Tuesday, November 03, 2009

Python script to set genre in iTunes with Last.fm tags

Now that I have started to seriously use iTunes I figured it might be nice to have the genre tag set in a meaningful way. Since I have a reasonably large collection of mp3s doing that manually was out of question - I wrote me a Python script to do that. There seems to be a large demand for such a functionality (at least I found a lot of questions on how to automatically set the genre tag) so maybe someone else finds the script useful. It is pasted below.

General Strategy

The basic idea is to use Last.fm's tags for genre tagging. In iTunes the genre tag is IMO best used when it only contains one single genre, i.e. something like "Electronica", not something like "Electronica / Dance". On the other hand dropping all but one tag would lose a lot of information, so I decided to use the groupings tag for additional information that is contained in the list of tags that an artist has on Last.fm. In the example above that would be something like "Electronica, Dance, 80s, German". In that way it is simple to use iTunes' Smart Playlist feature to create play lists of all, say, dance music. This approach is probably not suitable for classical music..

The ID3 field that is exposed in iTunes' UI as "grouping" is defined in the ID3v2 spec as:
TIT1
The 'Content group description' frame is used if the sound belongs to a larger category of sounds/music. For example, classical music is often sorted in different musical sections (e.g. "Piano Concerto", "Weather - Hurricane").
So, the strategy I described above seems to be kind of in line with the spec. In general, it is a good idea to have a look at the ID3v2 spec if you consider dabbling with mp3 tags.

Practical Considerations

If one would just take an artist's highest-rated Last.fm tag for the genre one would end up with pretty inconsistent genre tags (think "hip-hop", "hip hop", and "hiphop"). Therefore, I chose to use a fixed set of values for genre. In a previous version of ID3 the list of possible genres was fixed. While this is clearly a terrible idea to start with it came along handy in this case. I used his as a fixed list for genres.

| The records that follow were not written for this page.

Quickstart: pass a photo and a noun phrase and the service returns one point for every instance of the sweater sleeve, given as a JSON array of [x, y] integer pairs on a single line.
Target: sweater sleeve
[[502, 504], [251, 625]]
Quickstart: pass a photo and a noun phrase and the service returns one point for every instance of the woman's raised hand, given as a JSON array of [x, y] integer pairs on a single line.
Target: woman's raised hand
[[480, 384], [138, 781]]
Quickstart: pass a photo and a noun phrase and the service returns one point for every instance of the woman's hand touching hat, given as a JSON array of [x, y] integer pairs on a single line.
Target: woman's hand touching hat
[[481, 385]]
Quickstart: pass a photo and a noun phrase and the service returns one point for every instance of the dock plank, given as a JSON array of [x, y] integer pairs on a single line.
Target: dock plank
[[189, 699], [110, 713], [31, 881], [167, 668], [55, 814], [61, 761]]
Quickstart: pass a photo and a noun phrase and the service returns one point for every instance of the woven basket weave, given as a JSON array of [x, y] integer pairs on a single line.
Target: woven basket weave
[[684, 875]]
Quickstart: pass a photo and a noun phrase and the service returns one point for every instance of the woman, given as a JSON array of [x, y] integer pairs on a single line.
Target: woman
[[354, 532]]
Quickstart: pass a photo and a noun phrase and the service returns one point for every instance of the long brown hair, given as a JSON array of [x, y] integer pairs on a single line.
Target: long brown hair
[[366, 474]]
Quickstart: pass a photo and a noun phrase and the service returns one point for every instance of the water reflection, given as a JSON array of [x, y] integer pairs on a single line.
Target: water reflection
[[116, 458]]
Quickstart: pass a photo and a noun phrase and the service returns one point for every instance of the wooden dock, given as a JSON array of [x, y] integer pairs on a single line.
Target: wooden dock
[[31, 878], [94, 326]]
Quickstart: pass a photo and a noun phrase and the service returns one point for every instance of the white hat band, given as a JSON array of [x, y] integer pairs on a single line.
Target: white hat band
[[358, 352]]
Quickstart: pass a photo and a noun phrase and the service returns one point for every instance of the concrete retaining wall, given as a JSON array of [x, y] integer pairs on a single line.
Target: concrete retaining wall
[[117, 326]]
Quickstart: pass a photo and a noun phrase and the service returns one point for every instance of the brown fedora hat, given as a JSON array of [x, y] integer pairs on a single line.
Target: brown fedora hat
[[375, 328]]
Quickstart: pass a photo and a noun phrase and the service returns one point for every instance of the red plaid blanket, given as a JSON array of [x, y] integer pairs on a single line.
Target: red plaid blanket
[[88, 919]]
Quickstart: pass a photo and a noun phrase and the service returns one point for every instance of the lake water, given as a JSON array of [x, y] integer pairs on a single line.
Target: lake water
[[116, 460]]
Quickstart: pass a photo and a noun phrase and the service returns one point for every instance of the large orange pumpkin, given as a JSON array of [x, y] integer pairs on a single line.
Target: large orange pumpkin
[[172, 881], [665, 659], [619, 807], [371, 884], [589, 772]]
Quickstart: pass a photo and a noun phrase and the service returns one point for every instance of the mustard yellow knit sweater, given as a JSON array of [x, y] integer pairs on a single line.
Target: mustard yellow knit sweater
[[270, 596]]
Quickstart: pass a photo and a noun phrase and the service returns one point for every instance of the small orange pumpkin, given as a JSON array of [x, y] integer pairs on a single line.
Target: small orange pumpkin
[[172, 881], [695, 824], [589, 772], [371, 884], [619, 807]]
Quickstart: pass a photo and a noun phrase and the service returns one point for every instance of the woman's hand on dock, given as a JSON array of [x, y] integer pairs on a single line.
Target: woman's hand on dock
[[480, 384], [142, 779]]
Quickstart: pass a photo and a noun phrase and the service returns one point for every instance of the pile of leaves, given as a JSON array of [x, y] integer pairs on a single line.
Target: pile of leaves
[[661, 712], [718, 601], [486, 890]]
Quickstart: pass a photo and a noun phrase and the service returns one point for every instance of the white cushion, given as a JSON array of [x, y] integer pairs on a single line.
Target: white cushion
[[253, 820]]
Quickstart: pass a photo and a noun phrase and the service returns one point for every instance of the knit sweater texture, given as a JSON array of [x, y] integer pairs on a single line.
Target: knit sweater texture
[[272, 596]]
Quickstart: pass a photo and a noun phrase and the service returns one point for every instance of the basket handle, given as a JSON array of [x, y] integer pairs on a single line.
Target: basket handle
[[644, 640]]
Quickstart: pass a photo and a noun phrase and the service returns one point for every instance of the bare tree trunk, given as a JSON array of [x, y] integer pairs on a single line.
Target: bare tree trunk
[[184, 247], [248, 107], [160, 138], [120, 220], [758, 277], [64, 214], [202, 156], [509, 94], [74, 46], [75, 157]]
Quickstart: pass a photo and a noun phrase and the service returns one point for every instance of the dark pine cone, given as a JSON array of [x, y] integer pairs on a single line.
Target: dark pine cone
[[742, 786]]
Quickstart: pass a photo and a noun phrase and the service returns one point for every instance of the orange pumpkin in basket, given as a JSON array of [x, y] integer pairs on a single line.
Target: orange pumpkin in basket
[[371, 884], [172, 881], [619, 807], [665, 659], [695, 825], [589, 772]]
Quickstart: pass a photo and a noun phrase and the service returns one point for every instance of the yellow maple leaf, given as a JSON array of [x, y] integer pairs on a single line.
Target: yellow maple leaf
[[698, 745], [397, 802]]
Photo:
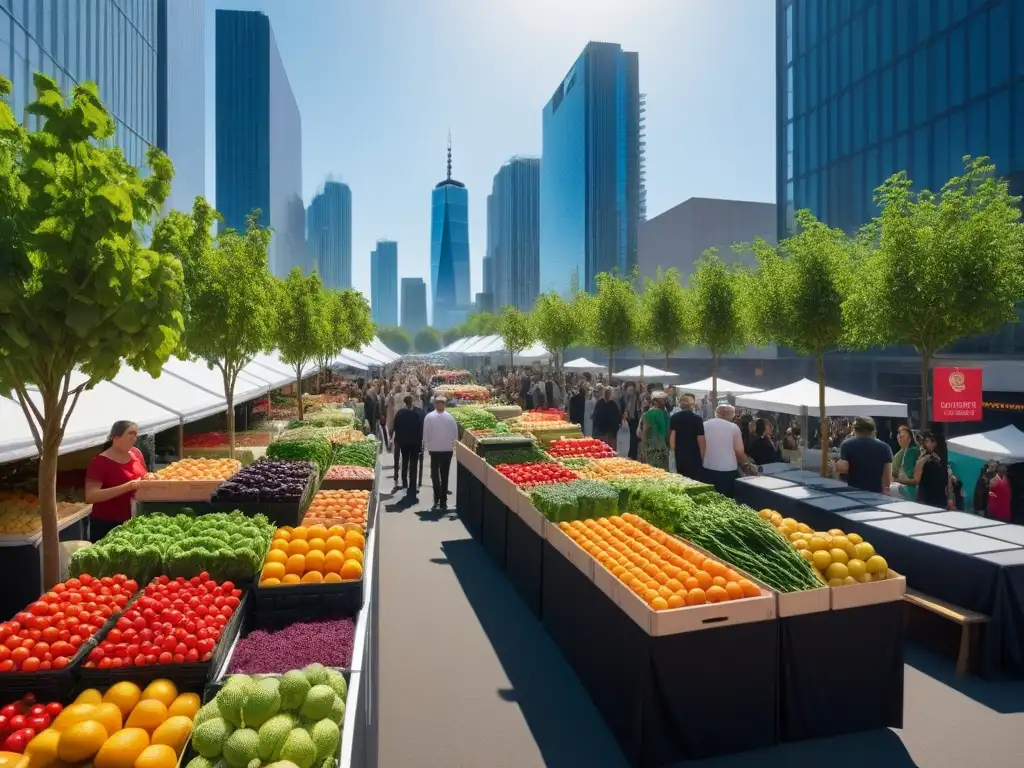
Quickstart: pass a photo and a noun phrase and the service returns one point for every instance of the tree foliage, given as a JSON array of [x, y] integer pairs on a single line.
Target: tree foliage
[[941, 266], [798, 294], [302, 327], [229, 311], [79, 291]]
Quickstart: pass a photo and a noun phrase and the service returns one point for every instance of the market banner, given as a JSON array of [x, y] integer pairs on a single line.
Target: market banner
[[956, 394]]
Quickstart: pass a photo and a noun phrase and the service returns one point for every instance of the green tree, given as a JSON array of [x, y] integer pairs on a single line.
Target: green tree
[[798, 295], [718, 309], [228, 307], [516, 332], [667, 306], [941, 266], [395, 339], [613, 312], [556, 325], [79, 290], [427, 341], [302, 326]]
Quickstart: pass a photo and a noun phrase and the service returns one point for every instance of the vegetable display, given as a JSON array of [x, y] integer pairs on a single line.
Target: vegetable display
[[228, 546], [173, 622], [327, 641], [312, 555], [294, 719], [267, 480], [659, 569], [49, 632]]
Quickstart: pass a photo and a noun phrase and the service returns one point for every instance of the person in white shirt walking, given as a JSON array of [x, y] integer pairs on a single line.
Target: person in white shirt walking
[[439, 433], [723, 450]]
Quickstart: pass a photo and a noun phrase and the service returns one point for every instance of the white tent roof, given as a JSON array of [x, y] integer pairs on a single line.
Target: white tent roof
[[644, 371], [724, 387], [804, 393], [582, 364], [1006, 444]]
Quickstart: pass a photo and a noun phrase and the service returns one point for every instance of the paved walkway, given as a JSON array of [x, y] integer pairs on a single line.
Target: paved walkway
[[470, 679]]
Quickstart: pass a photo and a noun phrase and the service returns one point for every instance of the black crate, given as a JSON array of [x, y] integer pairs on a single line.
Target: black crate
[[188, 677]]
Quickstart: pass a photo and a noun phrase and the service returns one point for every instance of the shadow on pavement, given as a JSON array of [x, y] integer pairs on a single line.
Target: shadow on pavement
[[1005, 696], [567, 729]]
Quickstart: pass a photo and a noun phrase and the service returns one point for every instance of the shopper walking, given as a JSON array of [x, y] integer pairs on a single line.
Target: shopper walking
[[439, 434]]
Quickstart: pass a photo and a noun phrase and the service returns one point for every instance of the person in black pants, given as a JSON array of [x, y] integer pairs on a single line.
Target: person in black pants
[[408, 438]]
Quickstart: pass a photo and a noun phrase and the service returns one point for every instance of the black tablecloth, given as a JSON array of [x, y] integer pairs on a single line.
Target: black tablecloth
[[985, 584]]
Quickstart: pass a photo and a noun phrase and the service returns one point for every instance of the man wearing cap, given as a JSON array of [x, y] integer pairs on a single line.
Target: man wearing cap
[[865, 461], [439, 434]]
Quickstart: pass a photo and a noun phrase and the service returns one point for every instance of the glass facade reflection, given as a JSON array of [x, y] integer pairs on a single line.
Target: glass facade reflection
[[258, 137], [329, 235], [111, 42], [514, 229], [591, 178]]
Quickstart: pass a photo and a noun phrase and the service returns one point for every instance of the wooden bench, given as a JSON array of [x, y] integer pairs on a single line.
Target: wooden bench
[[969, 622]]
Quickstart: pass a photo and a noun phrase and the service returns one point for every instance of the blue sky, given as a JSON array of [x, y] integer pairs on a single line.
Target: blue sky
[[380, 82]]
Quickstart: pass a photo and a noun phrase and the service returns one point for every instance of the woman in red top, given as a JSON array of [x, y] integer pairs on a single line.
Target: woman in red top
[[112, 479]]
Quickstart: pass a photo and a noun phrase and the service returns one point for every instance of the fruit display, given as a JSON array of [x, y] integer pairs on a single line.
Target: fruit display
[[840, 558], [123, 727], [359, 454], [658, 568], [581, 448], [228, 546], [173, 622], [528, 475], [19, 512], [20, 721], [267, 480], [338, 507], [577, 500], [49, 633], [327, 641], [294, 718], [313, 554], [198, 469]]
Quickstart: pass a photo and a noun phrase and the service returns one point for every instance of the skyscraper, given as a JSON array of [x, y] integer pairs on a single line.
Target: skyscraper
[[867, 89], [414, 305], [329, 235], [258, 136], [450, 251], [384, 283], [592, 194], [110, 43], [514, 229], [181, 97]]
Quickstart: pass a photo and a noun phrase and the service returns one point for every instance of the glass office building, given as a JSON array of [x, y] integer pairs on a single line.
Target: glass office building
[[514, 228], [112, 43], [450, 251], [384, 283], [591, 177], [869, 87], [258, 137], [329, 235]]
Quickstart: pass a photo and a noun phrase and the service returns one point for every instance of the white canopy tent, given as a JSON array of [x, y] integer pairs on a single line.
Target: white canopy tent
[[1006, 444], [582, 364], [724, 387], [644, 371]]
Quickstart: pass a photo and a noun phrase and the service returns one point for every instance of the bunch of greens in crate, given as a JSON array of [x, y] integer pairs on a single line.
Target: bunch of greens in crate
[[229, 546], [360, 454], [578, 500]]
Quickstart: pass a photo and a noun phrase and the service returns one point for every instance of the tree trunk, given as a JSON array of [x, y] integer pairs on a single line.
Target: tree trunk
[[822, 416]]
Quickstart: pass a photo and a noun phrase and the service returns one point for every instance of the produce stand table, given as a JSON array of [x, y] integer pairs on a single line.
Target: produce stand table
[[981, 568]]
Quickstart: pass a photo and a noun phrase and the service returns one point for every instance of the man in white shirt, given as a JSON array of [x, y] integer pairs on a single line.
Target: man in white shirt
[[723, 450], [439, 433]]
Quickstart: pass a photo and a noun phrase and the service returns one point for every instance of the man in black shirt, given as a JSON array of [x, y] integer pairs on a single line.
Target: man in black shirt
[[865, 461], [686, 438]]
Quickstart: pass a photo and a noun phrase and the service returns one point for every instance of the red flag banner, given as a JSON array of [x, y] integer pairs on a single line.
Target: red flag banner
[[956, 394]]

The second practical consideration was which Last.fm tags to include. In Last.fm parlance each artist tag comes with a weight (values form 0 to 100). Selecting only the tags with weight larger than 50 worked out fine for me (usually I had 1-5 tags per artist).

A third thing you might want to be aware of: if you programmatically change tags in an mp3 iTunes will not pick up these changes automatically. A simple way of letting it know: select the "Get Info" command on these items. This will trigger a reload of the new tag values.

Script

To run the script you will need the Python libraries mutagen and pylast installed. Run it with the option
-d directory_with_mp3s
The script will walk along this directory and modify all mp3s it finds. Also, you will need a Last.fm API key and set your API_KEY and API_SECRET accordingly in the script.


#!/usr/bin/env python
# encoding: utf-8
"""
tag_groupings.py

Created by Michael Marth on 2009-11-02.
Copyright (c) 2009 marth.software.services. All rights reserved.
"""

import sys
import getopt
import pylast
import os.path
from mutagen.id3 import TCON, ID3, TIT1

help_message = '''
Adds ID3 tags to mp3 files for genre and groupings. Tag values are retrieved from Last.FM. Usage:
-d mp3_directory
'''

class Usage(Exception):
def __init__(self, msg):
self.msg = msg

all_genres = TCON.GENRES
genre_cache = {}
groupings_cache = {}
API_KEY = "your key here"
API_SECRET = "your secret here"
network = pylast.get_lastfm_network(api_key = API_KEY, api_secret = API_SECRET)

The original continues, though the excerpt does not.